Born in 1922 in the small community of Sisters Creek near Wynyard, Len Hayes’ talent for football first became evident in 1938 at the age of 16. Not only did he make his first appearance in senior football – debuting with and playing in a premiership for Myalla in the Table Cape Football Association – he was also selected as captain of the Tasmanian side for the 1938 National Schoolboys Carnival in Hobart. After further short stints with Yeoman in the Darwin Association in 1940 (which brought another premiership and the Association Best and Fairest at just 17 years old) and APPM in 1941-42, Hayes enlisted in the military during World War II. He served with the AIF 12/50 Infantry Battalion stationed in Darwin, playing in the 12/50’s football side that featured fellow star Tasmanian footballers Alf Tiffin and Ted Pickett. Upon his discharge from the army in late-1944, there were a number of VFL clubs who pursued Hayes. However, he was unwilling to leave his farm at Sisters Creek and opted to remain in Tasmania, returning to football for the 1945 season – this time at senior NWFU level – with Wynyard.
From his first game in the NWFU Hayes stamped himself as one of the Union’s most magnificent players. A versatile player most at home at Centre Half Back or Centre Half Forward, Hayes used his great strength and powerful physique to dominate games like few had before or since, and by the time his six-season stint with Wynyard ended after the 1950 season he boasted two NWFU Western Division Best and Fairest awards (1946-47), a Wander Medal as Best and Fairest in the recombined competition (1949), two club champion awards with Wynyard themselves (1949-50) and representative honours for his state at the 1950 National Football Carnival in Brisbane. Alas, for all Hayes’ individual success there would be no premiership with the blue and whites, the closest he would come being a Grand Final loss to East Devonport in 1949. After Cooee approached Hayes with the offer of the captaincy, the 28-year old moved down the coast to play for the Bulldogs for the 1951 season, and he immediately picked up where he had left off with Wynyard, representing Tasmania against Victoria and helping the Bulldogs to the Grand Final, where they were unfortunately crushed by Ulverstone.

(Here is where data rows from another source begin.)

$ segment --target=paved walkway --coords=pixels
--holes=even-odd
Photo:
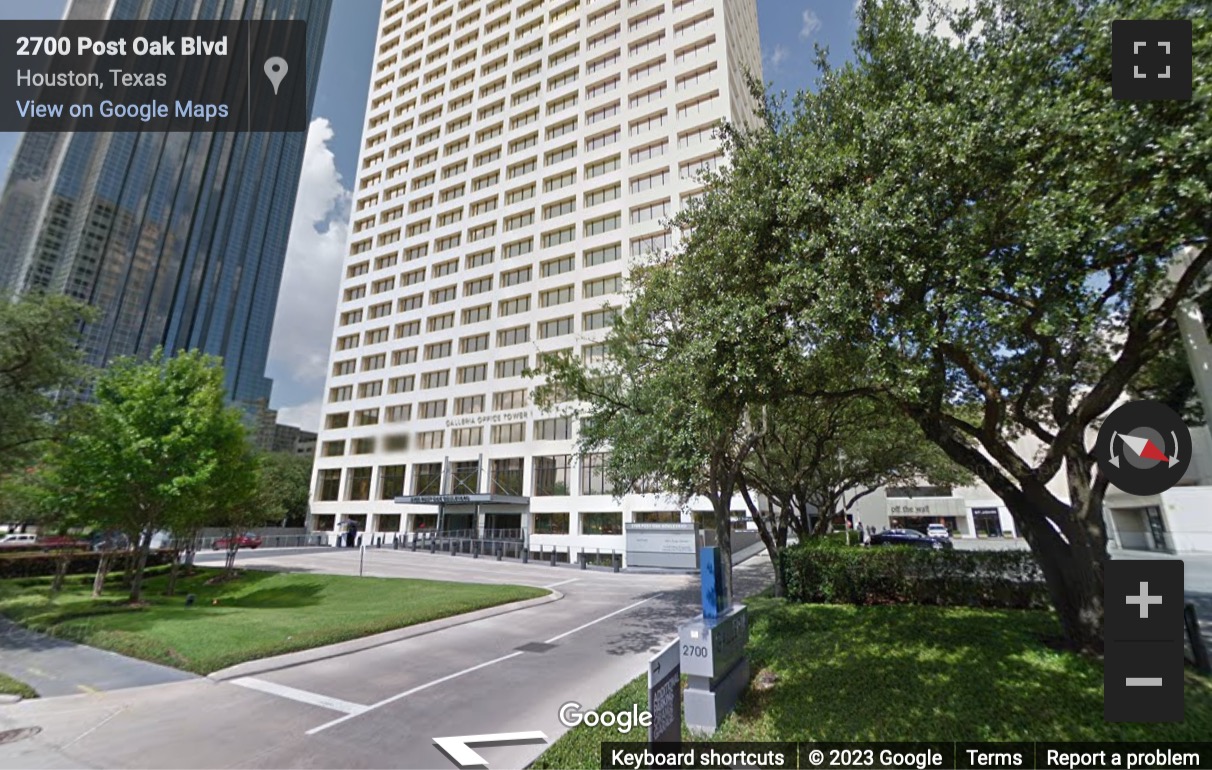
[[[2,617],[0,672],[25,682],[43,697],[197,678],[175,668],[35,633]]]
[[[359,561],[330,549],[258,566],[357,574]],[[0,768],[453,767],[435,737],[540,730],[555,740],[562,704],[600,703],[643,672],[699,601],[690,575],[399,551],[368,551],[362,568],[546,585],[563,598],[253,675],[0,707],[0,731],[41,728],[0,744]],[[770,577],[769,561],[752,559],[736,571],[737,592]],[[524,767],[544,745],[482,748],[490,767]]]

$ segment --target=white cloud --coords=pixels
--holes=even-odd
[[[821,28],[821,17],[808,8],[800,18],[803,21],[803,25],[800,27],[800,40],[808,40]]]
[[[327,118],[312,120],[266,367],[274,378],[273,406],[280,410],[279,420],[307,430],[320,423],[319,399],[348,235],[351,191],[342,183],[328,147],[332,138]]]
[[[774,50],[766,56],[766,61],[770,65],[770,69],[778,70],[783,66],[783,62],[787,61],[787,57],[791,55],[791,49],[785,45],[775,45]]]
[[[297,425],[303,430],[319,431],[323,408],[323,397],[315,398],[306,404],[284,406],[278,410],[278,422],[282,425]]]

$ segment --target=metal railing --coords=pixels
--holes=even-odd
[[[194,548],[199,551],[223,550],[225,545],[216,548],[215,544],[220,540],[226,540],[225,535],[217,537],[200,537],[194,541]],[[312,532],[306,535],[264,535],[261,537],[261,544],[258,548],[314,548],[317,546],[328,545],[329,533],[327,532]],[[166,544],[166,547],[171,547],[171,544]],[[247,546],[241,546],[240,550],[249,550]]]

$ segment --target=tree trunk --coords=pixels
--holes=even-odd
[[[101,592],[105,590],[105,576],[109,574],[110,560],[113,559],[113,553],[109,550],[101,551],[101,557],[97,559],[97,574],[93,577],[93,598],[101,597]]]
[[[825,504],[816,510],[816,526],[812,528],[814,537],[824,537],[829,534],[829,525],[833,522],[833,516],[837,512],[837,497],[829,495],[825,498]],[[805,513],[805,515],[807,515]]]
[[[130,581],[130,601],[132,604],[143,599],[143,570],[147,568],[147,555],[151,552],[152,537],[155,534],[153,527],[148,527],[143,532],[143,537],[139,540],[139,550],[131,560],[134,562],[134,574],[131,576]]]
[[[51,583],[51,593],[58,594],[63,590],[63,578],[67,576],[67,566],[71,563],[70,553],[59,553],[55,556],[55,579]]]
[[[165,589],[165,596],[174,596],[177,592],[177,573],[181,569],[181,549],[177,548],[173,551],[173,564],[168,569],[168,588]]]
[[[770,563],[774,565],[774,595],[775,597],[785,596],[787,594],[787,586],[783,582],[783,570],[781,569],[782,546],[787,543],[787,525],[781,524],[782,543],[779,542],[778,530],[780,522],[785,520],[781,511],[776,516],[773,510],[763,514],[753,502],[753,497],[749,494],[749,485],[744,479],[740,481],[741,497],[745,500],[745,507],[749,509],[749,515],[753,517],[753,521],[757,524],[758,537],[762,538],[762,542],[766,545],[766,553],[770,556]],[[769,503],[767,499],[767,503]]]
[[[1081,475],[1080,470],[1076,473]],[[1103,566],[1108,559],[1103,494],[1080,478],[1070,478],[1069,486],[1070,506],[1041,490],[1024,494],[1027,510],[1009,504],[1007,508],[1039,559],[1066,641],[1075,650],[1101,654]],[[1072,513],[1066,510],[1070,507]]]

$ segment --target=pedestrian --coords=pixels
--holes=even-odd
[[[357,544],[358,544],[358,522],[353,521],[351,519],[349,522],[349,534],[346,536],[346,539],[345,539],[345,546],[347,548],[353,548]]]

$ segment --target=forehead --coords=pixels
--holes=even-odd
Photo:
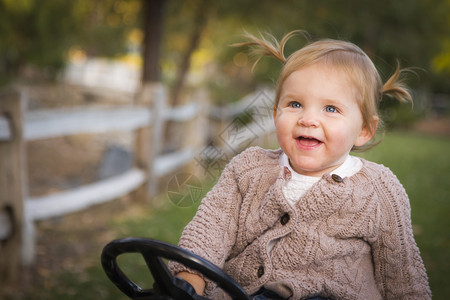
[[[339,93],[355,96],[355,80],[344,68],[328,63],[304,66],[289,74],[281,86],[280,96],[287,92]]]

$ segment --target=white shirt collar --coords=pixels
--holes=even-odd
[[[315,179],[318,177],[305,176],[305,175],[295,172],[292,169],[291,164],[289,163],[289,159],[284,152],[281,155],[280,165],[283,167],[288,167],[289,171],[291,171],[293,178],[296,177],[298,179],[301,178],[302,180],[308,180],[308,181],[313,181],[313,182],[316,182],[318,180],[318,179]],[[359,159],[358,157],[352,156],[352,155],[348,155],[347,158],[345,159],[344,163],[342,165],[340,165],[337,169],[332,171],[331,173],[339,175],[340,177],[344,178],[344,177],[350,177],[350,176],[358,173],[359,170],[361,170],[361,168],[362,168],[361,159]]]

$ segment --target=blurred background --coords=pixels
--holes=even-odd
[[[198,199],[229,158],[252,144],[277,147],[268,118],[280,64],[265,58],[253,69],[247,49],[231,45],[242,42],[244,32],[268,32],[280,38],[296,29],[306,30],[312,40],[334,38],[357,44],[384,79],[397,62],[414,70],[408,77],[414,105],[383,102],[385,141],[358,155],[387,165],[404,184],[434,298],[446,299],[450,293],[449,0],[0,0],[0,88],[5,91],[0,105],[6,103],[7,96],[2,95],[15,91],[25,111],[24,155],[18,162],[26,170],[21,180],[25,202],[19,211],[26,214],[30,207],[38,207],[28,205],[33,199],[37,203],[40,197],[121,174],[132,180],[141,174],[128,172],[134,167],[151,170],[143,175],[150,183],[135,181],[145,186],[144,194],[111,196],[101,201],[108,203],[48,218],[35,213],[31,258],[25,264],[17,258],[13,267],[0,270],[0,298],[125,299],[103,274],[102,247],[114,238],[132,235],[176,243]],[[286,56],[306,42],[292,38]],[[143,107],[149,109],[148,115],[142,114]],[[124,108],[132,113],[125,114]],[[198,114],[189,117],[192,111]],[[9,112],[2,108],[1,114]],[[103,121],[105,114],[115,119]],[[80,120],[78,127],[82,120],[99,125],[129,119],[140,125],[120,125],[102,134],[75,130],[48,138],[27,133],[37,128],[31,121],[53,115],[66,123],[69,118]],[[167,122],[144,126],[161,118]],[[180,121],[187,119],[194,123]],[[46,126],[59,126],[55,124]],[[7,140],[0,146],[8,147]],[[3,170],[10,161],[5,153],[0,152]],[[156,156],[165,160],[156,162]],[[183,157],[182,167],[173,167]],[[174,178],[185,186],[178,181],[171,186]],[[5,185],[0,185],[4,189],[0,195],[8,198]],[[187,192],[193,195],[193,190],[194,197],[183,198]],[[6,207],[14,208],[5,204],[0,209]],[[5,227],[0,230],[0,265],[9,259],[6,251],[11,250],[5,249],[12,247],[8,234],[1,234],[8,232],[5,224],[0,220]],[[26,245],[13,244],[17,253]],[[138,282],[150,285],[138,258],[123,264]]]

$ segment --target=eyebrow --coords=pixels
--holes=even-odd
[[[331,103],[334,104],[336,106],[344,106],[344,107],[348,107],[348,105],[346,105],[343,101],[338,100],[338,99],[329,99],[329,98],[324,98],[324,99],[320,99],[320,101],[323,101],[325,103]]]
[[[286,95],[281,95],[279,102],[281,102],[285,98],[288,98],[289,100],[296,100],[296,101],[301,100],[301,97],[299,97],[298,95],[290,93],[290,94],[286,94]]]

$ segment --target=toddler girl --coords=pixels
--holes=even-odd
[[[376,144],[384,95],[411,101],[401,70],[382,84],[369,57],[338,40],[285,58],[295,33],[241,44],[283,63],[273,109],[281,149],[234,157],[179,245],[252,299],[430,299],[403,186],[388,168],[349,155]],[[170,268],[197,293],[225,297],[195,271]]]

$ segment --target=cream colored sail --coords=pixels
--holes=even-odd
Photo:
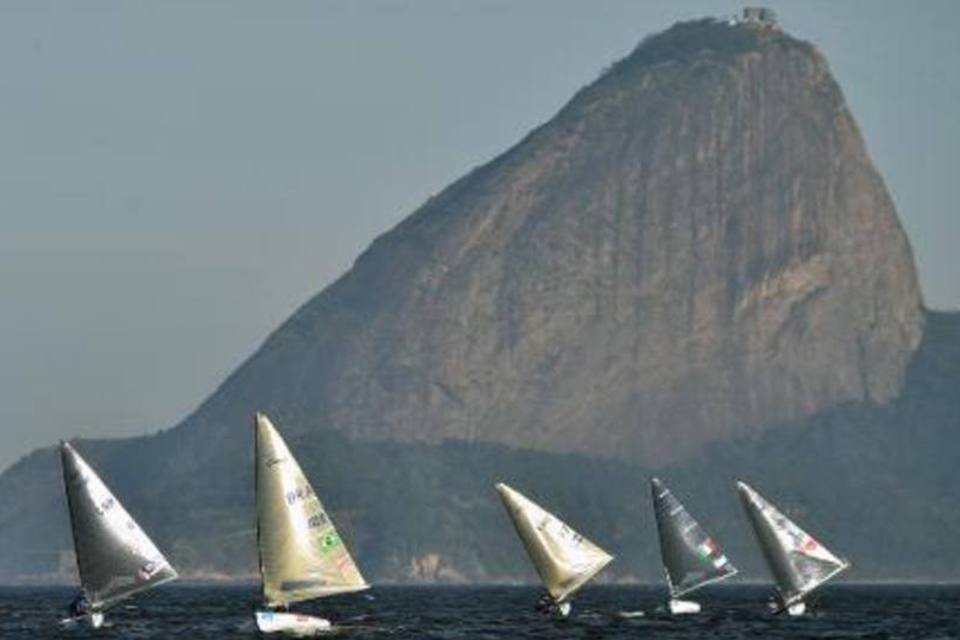
[[[300,465],[256,418],[257,541],[267,606],[369,588]]]
[[[568,527],[552,513],[507,485],[497,491],[543,586],[562,603],[600,572],[613,556]]]

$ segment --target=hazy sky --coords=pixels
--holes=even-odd
[[[960,2],[767,2],[960,307]],[[170,426],[430,194],[739,3],[0,2],[0,468]]]

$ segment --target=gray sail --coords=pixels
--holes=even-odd
[[[801,601],[850,566],[746,483],[738,482],[737,490],[784,605]]]
[[[650,480],[650,492],[671,598],[736,575],[713,538],[657,478]]]
[[[60,445],[80,584],[94,611],[176,579],[153,541],[69,443]]]

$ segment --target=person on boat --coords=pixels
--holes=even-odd
[[[537,604],[535,604],[533,608],[534,608],[534,611],[536,611],[537,613],[548,616],[553,611],[553,609],[556,608],[556,606],[557,605],[554,604],[553,602],[553,598],[551,598],[547,594],[543,594],[542,596],[540,596],[540,599],[537,600]]]
[[[783,597],[779,593],[773,592],[770,594],[769,599],[767,599],[767,609],[772,613],[782,613],[786,608],[786,605],[783,603]]]
[[[87,600],[87,594],[83,591],[77,594],[77,597],[70,602],[67,608],[71,618],[82,618],[90,613],[90,601]]]
[[[548,618],[566,618],[570,615],[570,604],[558,604],[550,594],[545,593],[534,606],[537,613]]]

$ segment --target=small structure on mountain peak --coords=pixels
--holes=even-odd
[[[777,14],[773,9],[766,7],[744,7],[740,15],[740,24],[765,29],[779,28]]]

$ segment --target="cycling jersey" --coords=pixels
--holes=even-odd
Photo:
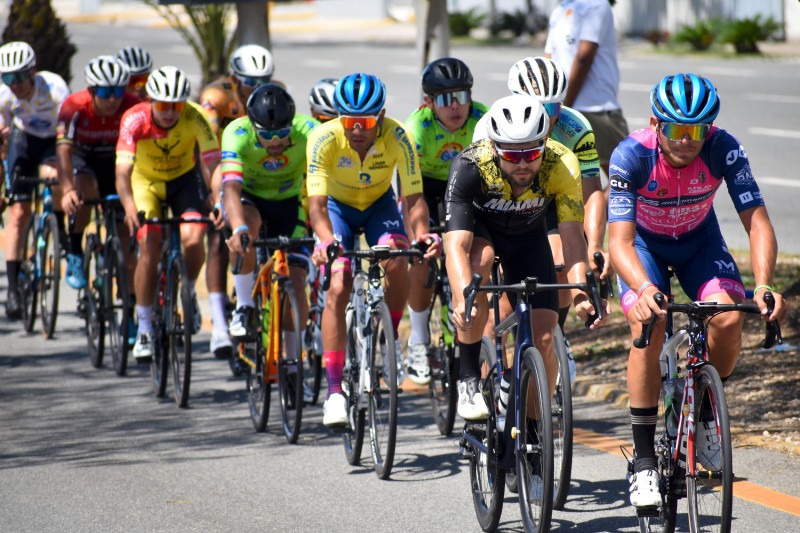
[[[484,104],[472,102],[466,123],[457,131],[447,131],[433,116],[433,109],[422,106],[406,119],[406,130],[416,142],[422,176],[447,181],[450,163],[467,146],[478,120],[489,110]]]
[[[56,144],[73,146],[76,155],[84,159],[113,160],[122,115],[139,101],[138,97],[125,93],[117,112],[110,117],[101,117],[92,105],[92,94],[88,89],[70,95],[58,113]]]
[[[239,91],[230,76],[217,78],[206,85],[200,93],[200,105],[208,115],[211,128],[219,135],[228,124],[245,116],[246,102],[239,98]]]
[[[308,195],[328,196],[364,210],[392,185],[395,166],[405,195],[422,193],[413,139],[403,126],[385,117],[364,162],[350,147],[339,120],[315,128],[308,139]]]
[[[714,195],[724,180],[737,212],[764,205],[744,148],[712,127],[700,154],[672,168],[652,129],[633,132],[611,156],[609,223],[636,222],[637,232],[680,239],[717,224]]]
[[[122,115],[117,164],[133,163],[138,181],[174,180],[194,168],[196,144],[205,163],[219,160],[217,137],[199,105],[186,102],[178,122],[165,130],[153,122],[150,102],[142,102]]]
[[[445,195],[447,231],[473,231],[476,219],[492,232],[524,234],[544,222],[547,204],[556,202],[559,222],[583,222],[578,158],[557,141],[548,141],[539,174],[514,197],[494,158],[492,142],[479,141],[461,152],[450,167]]]
[[[222,133],[222,183],[238,181],[242,189],[265,200],[298,197],[306,173],[306,143],[319,126],[297,114],[292,120],[289,148],[275,157],[259,144],[250,119],[234,120]]]
[[[7,85],[0,85],[0,129],[17,129],[28,135],[55,137],[58,108],[69,96],[69,88],[58,74],[42,70],[33,76],[33,95],[20,100]]]

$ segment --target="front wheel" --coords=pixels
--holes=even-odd
[[[84,321],[86,322],[86,343],[89,351],[89,361],[95,368],[103,365],[103,350],[105,341],[105,324],[103,323],[102,308],[102,268],[98,262],[102,261],[98,250],[97,235],[91,233],[86,236],[86,247],[83,251],[83,274],[86,277],[86,287],[81,289],[78,296],[78,305]]]
[[[347,427],[344,432],[344,455],[353,466],[361,463],[361,448],[364,445],[364,409],[359,402],[359,375],[361,346],[358,343],[355,313],[348,309],[345,315],[346,344],[344,369],[342,370],[342,392],[347,399]]]
[[[370,316],[369,440],[375,473],[388,479],[397,441],[397,353],[389,308],[379,302]]]
[[[131,296],[122,243],[114,237],[106,244],[106,275],[103,285],[105,331],[114,371],[124,376],[128,370],[128,336],[131,323]]]
[[[303,420],[303,339],[297,295],[292,282],[286,280],[278,292],[281,330],[278,350],[278,391],[281,399],[283,433],[289,444],[295,444]]]
[[[250,406],[250,419],[253,427],[259,433],[267,429],[267,418],[269,417],[269,395],[271,384],[267,379],[266,352],[262,339],[267,332],[262,331],[262,313],[264,305],[262,293],[259,291],[255,297],[256,304],[256,338],[252,342],[245,342],[239,345],[243,351],[244,360],[248,362],[247,370],[247,402]],[[252,366],[249,364],[252,363]]]
[[[456,345],[448,320],[448,305],[440,293],[434,301],[430,320],[433,348],[429,355],[431,380],[428,383],[428,391],[436,427],[445,437],[453,431],[458,403]]]
[[[194,306],[189,293],[186,263],[178,256],[172,260],[169,279],[169,359],[172,363],[172,384],[178,407],[189,404],[192,378],[192,324]]]
[[[36,322],[36,308],[38,306],[36,288],[36,260],[39,257],[36,249],[36,227],[39,223],[39,215],[34,214],[28,221],[25,234],[19,243],[19,255],[21,262],[19,265],[19,275],[17,276],[17,292],[19,293],[19,303],[22,307],[22,326],[26,333],[33,331],[33,324]]]
[[[694,457],[690,460],[695,472],[686,477],[689,529],[693,533],[728,533],[733,504],[731,430],[722,381],[711,365],[695,374],[694,409],[697,422]]]
[[[49,214],[44,219],[42,231],[43,246],[39,278],[39,295],[42,311],[42,334],[46,339],[53,338],[58,318],[58,290],[61,285],[61,244],[56,216]]]
[[[569,356],[564,333],[556,326],[553,335],[558,375],[553,391],[551,410],[553,413],[553,485],[555,497],[553,509],[562,509],[569,494],[572,477],[572,383],[569,376]]]
[[[153,358],[150,361],[153,392],[157,398],[163,398],[167,393],[167,375],[169,374],[167,310],[164,309],[166,294],[167,275],[163,268],[159,268],[155,305],[153,306]]]

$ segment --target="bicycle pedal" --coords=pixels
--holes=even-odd
[[[331,430],[331,433],[347,433],[348,430],[350,429],[349,425],[346,422],[344,424],[335,424],[335,425],[325,426],[325,427],[327,427],[329,430]]]
[[[137,365],[149,365],[153,362],[153,357],[134,357],[134,361],[136,361]]]
[[[636,508],[636,516],[638,517],[650,517],[650,518],[658,518],[660,513],[658,512],[657,505],[650,505],[647,507],[637,507]]]

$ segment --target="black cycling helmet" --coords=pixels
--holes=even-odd
[[[422,71],[422,91],[434,95],[444,91],[472,89],[472,73],[460,59],[443,57]]]
[[[292,125],[294,100],[276,83],[265,83],[247,100],[247,116],[258,129],[279,130]]]
[[[697,74],[665,76],[650,93],[659,120],[684,124],[711,123],[719,114],[719,95],[708,79]]]

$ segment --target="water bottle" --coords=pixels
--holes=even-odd
[[[269,352],[269,317],[270,317],[270,302],[264,302],[264,308],[261,309],[261,345],[264,351]]]
[[[678,392],[677,375],[670,376],[662,385],[664,387],[664,421],[670,437],[678,434],[678,403],[681,393]]]

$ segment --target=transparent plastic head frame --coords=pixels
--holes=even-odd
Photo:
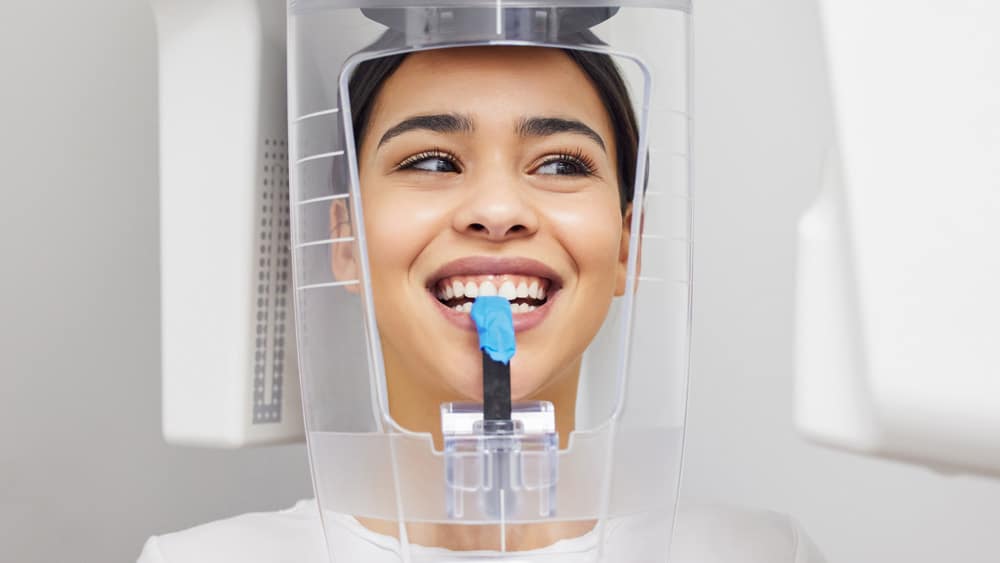
[[[526,552],[506,541],[515,527],[567,540],[532,550],[532,561],[667,560],[690,327],[689,17],[685,1],[290,3],[296,328],[331,560],[355,560],[351,542],[366,543],[365,533],[387,535],[379,549],[385,561],[523,560]],[[558,449],[544,403],[515,413],[519,437],[499,449],[517,450],[504,463],[518,477],[501,511],[483,500],[495,475],[488,452],[497,449],[486,437],[465,432],[471,441],[457,449],[469,455],[454,457],[390,413],[349,98],[352,72],[363,61],[482,45],[612,57],[639,125],[625,293],[584,354],[567,447]],[[333,205],[349,211],[346,236],[335,236]],[[399,231],[405,236],[405,226]],[[350,245],[357,257],[356,278],[333,274],[338,245]],[[467,406],[433,408],[459,425],[475,419]],[[373,531],[360,531],[359,522]],[[428,526],[439,533],[421,534]],[[471,528],[495,530],[497,541],[453,551],[424,539],[440,538],[441,530],[464,537],[460,530]],[[566,529],[577,532],[560,532]]]

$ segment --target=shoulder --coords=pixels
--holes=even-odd
[[[243,514],[146,541],[138,563],[325,563],[315,501]]]
[[[633,534],[660,533],[661,528],[642,522],[630,521],[609,540],[628,544]],[[353,519],[335,523],[332,539],[352,545],[363,539],[365,549],[361,551],[367,563],[381,561],[384,553],[392,551],[390,545],[382,545],[395,542],[392,538],[364,530]],[[789,516],[722,505],[682,505],[671,556],[672,563],[825,563]],[[138,563],[228,561],[326,563],[316,502],[301,501],[289,510],[244,514],[154,536],[146,542]]]
[[[825,563],[786,514],[723,505],[682,505],[674,526],[676,563]]]

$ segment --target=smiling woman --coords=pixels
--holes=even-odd
[[[499,293],[513,398],[552,402],[565,445],[582,354],[625,286],[638,127],[614,62],[452,48],[363,63],[350,84],[390,413],[440,444],[439,406],[481,400],[468,312]],[[345,216],[335,203],[336,238]],[[348,246],[332,263],[357,276]]]

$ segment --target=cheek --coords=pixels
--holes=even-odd
[[[576,264],[581,283],[588,281],[583,275],[605,273],[609,280],[613,279],[622,233],[617,199],[602,197],[576,205],[553,206],[549,217],[562,246]]]
[[[443,206],[428,198],[363,195],[362,205],[374,282],[387,270],[408,269],[445,224]]]

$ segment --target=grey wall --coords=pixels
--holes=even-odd
[[[812,0],[697,0],[685,495],[795,514],[834,562],[996,562],[1000,483],[791,428],[793,235],[830,132]],[[0,560],[130,561],[310,495],[301,446],[159,435],[155,38],[141,0],[0,3]]]
[[[0,561],[311,496],[301,446],[160,437],[155,47],[142,0],[0,2]]]
[[[832,130],[816,1],[695,3],[685,493],[794,514],[835,563],[1000,561],[1000,481],[795,436],[795,226],[818,191]]]

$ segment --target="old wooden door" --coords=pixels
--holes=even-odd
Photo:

Over the next seven seasons, Hayes was as one of Cooee’s most influential contributors, winning club Best and Fairests in 1954 and 1956, and remaining – as he had been at Wynyard – a first choice selection for NWFU representative teams. After coaching the club for two years in 1953-54, Hayes final chance for an NWFU premiership came in 1956, but as had been the case five years earlier, Cooee was simply no match for Ulverstone. Even at the very end of his career Hayes was still making an impact, as the 34-year old topped the NWFU goalkicking table with 51 majors in 1957.
Hayes retired from senior football at the end of the 1958 season, aged 35, and his contribution and legacy to coastal football was celebrated with all due diligence. His greatest honour however had come three years earlier, when he was the first – and ultimately only – coastal footballer to be afforded the honour of a testimonial match on October 1st, 1955. Hayes moved to Queensland in later life, and he passed away in 2010 at the age of 87.